The dealership is also designed with energy-efficient lighting and eco-friendly materials, to minimize its environmental impact. The dealership was designed by CSHQA, an architecture firm in Boise, in conjunction with Gensler Architects of Detroit, Michigan, and has worked with Idaho Power to upgrade outdoor lights at other Hometown facilities to LEDs.

“Anything we can do to make sure our dealership was environmentally sound that was cost-effective, we did.”

One thing which kept Dominguez from fully leaving the Payette location right away was the collision center, which has kept operating at Payette while Dominguez awaited approval for the new center at Fruitland.

“We built a new state-of-the-art collision center in Fruitland; We’ve had a difficult time getting approval from the Fire Marshal, which we just got approval [on June 10] to proceed,” said Dominguez. “Hopefully [this week] we will have our sprinkler inside of our paint booth and get that operational within the next  week or ten days and get moved over to the new body shop.”

Dominguez said the last step in starting the new body shop is getting permits from the city of Fruitland.

Dominguez says he has hired four additional salespeople for the new dealership, and five others across parts and service and office operations.

As the dealership was a family business under Hanigan’s ownership, Dominguez says he has aimed to do the same. His son, Nick Dominguez, is General Manager of Hometown Chevrolet-Buick-GMC.

“He’s doing a fantastic job and we’re looking forward to passing down our business to generations to come.”

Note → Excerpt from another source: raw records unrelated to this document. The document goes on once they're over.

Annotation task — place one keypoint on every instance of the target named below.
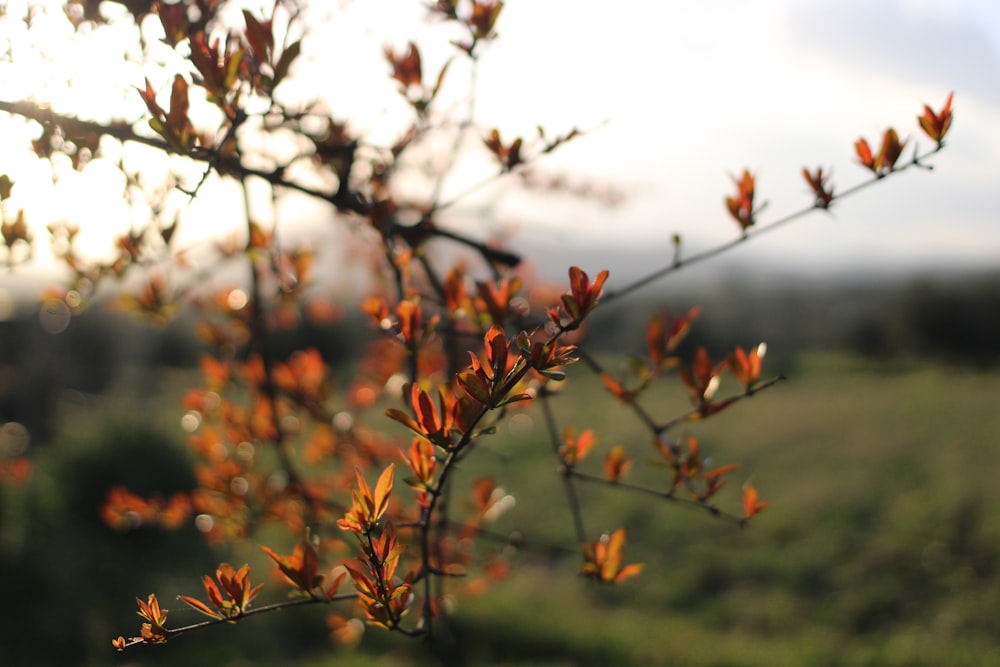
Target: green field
(880, 546)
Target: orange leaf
(383, 487)
(752, 505)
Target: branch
(757, 231)
(344, 199)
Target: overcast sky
(694, 91)
(682, 94)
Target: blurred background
(879, 456)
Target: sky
(675, 97)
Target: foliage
(455, 347)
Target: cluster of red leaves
(258, 419)
(741, 205)
(934, 124)
(153, 631)
(125, 511)
(602, 559)
(230, 597)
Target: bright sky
(692, 92)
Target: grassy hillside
(881, 545)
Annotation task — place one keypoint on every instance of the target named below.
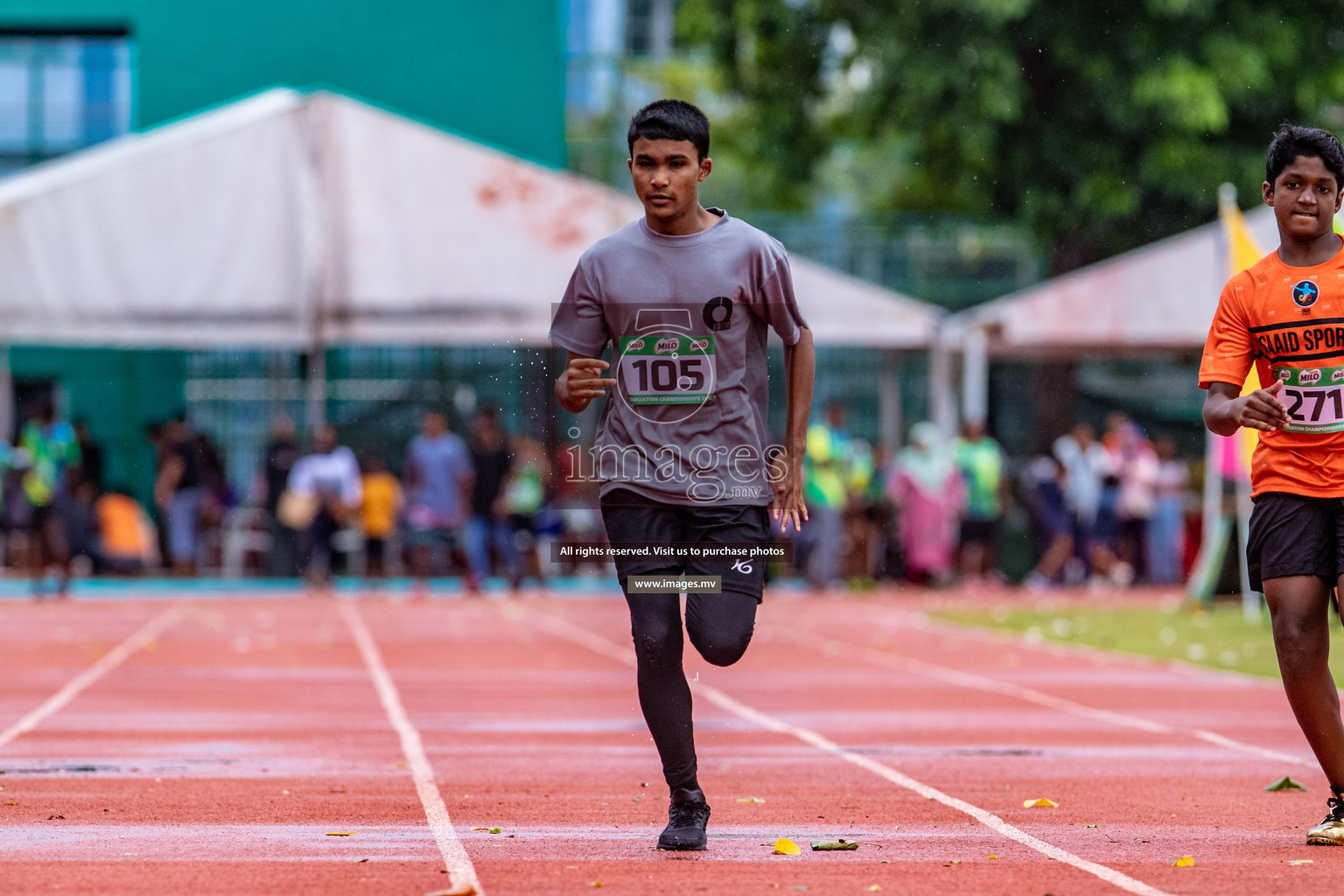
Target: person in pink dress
(927, 488)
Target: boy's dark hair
(1293, 140)
(671, 120)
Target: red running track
(218, 754)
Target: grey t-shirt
(687, 318)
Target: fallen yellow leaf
(464, 888)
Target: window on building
(60, 92)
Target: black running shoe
(687, 817)
(1329, 832)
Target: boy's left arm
(800, 363)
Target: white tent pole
(328, 286)
(889, 402)
(942, 403)
(975, 376)
(5, 396)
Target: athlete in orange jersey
(1286, 316)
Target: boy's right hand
(1261, 410)
(582, 382)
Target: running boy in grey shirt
(686, 298)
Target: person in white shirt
(330, 480)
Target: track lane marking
(922, 622)
(461, 872)
(1040, 697)
(105, 664)
(626, 655)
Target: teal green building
(78, 72)
(492, 72)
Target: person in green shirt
(982, 464)
(836, 468)
(52, 451)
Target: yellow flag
(1242, 251)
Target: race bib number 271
(1313, 398)
(667, 368)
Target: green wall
(492, 72)
(118, 394)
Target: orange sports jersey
(1291, 323)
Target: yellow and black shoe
(1329, 832)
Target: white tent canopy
(1156, 298)
(298, 220)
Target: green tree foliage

Dominguez expressed gratitude to the community for their support, as well as the Hanigan family.

“My family’s glad to be having the opportunity to do that, and we have substantially grown the business; We’re proud to be a member of this community and we look forward to servicing the community for many, many years to come.”

Dominguez also owns Hometown Toyota in Ontario, and Hometown Chrysler-Dodge-Jeep in Weiser.